O secretário do Sindicato Nacional dos Professores (Sinprof) no Namibe, Martinho Nganga Gunga, teceu duras críticas à política governamental na Educação e afirmou que os professores eram mais valorizados no tempo do colonialismo.

Gunga falava após os professores terem decidido em assembleia apoiar uma greve programada em diversas províncias a partir de segunda-feira, 26.

“O colono sabia valorizar o professor, muito embora se olharmos para a própria história quem era professor, quem era enfermeiro significa que era assimilado, mas o professor era bem tratado, era bem valorizado (e para provar isso)é só perguntar aqueles que foram professores e enfermeiros no tempo colonial”, disse o sindicalista, lembrando que “tinham um salário digno porque compraram carros”, mas “hoje há professores que até à morte não conseguem comprar uma moto”.
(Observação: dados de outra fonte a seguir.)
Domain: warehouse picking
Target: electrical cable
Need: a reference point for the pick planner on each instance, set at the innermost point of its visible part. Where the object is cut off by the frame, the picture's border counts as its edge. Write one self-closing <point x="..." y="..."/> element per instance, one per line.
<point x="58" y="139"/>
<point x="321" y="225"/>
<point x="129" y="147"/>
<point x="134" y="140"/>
Mais de 180 mil professores reclamam pela actualização do salário pelo tempo de serviço prestado, mas o Ministério da Educação apenas está disponível para actualizar o salário de 43 mil docentes.

“Onde ficam os outros professores, quer dizer que carreira faz-se depois de atingir vinte anos de serviço?”, interrogou-se Gunga, para quem “se o professor não tem dignidade como vamos ter ensino de qualidade em Angola?”

O secretário províncial do Sinprof fez notar que “um agente da Polícia Nacional com uma formação do ensino médio tem um salário acima de um professor licenciado e isto só demonstra que estamos num Estado que “aposta na força da repressão do cidadão e desvaloriza o sector que forma os recursos humanos”.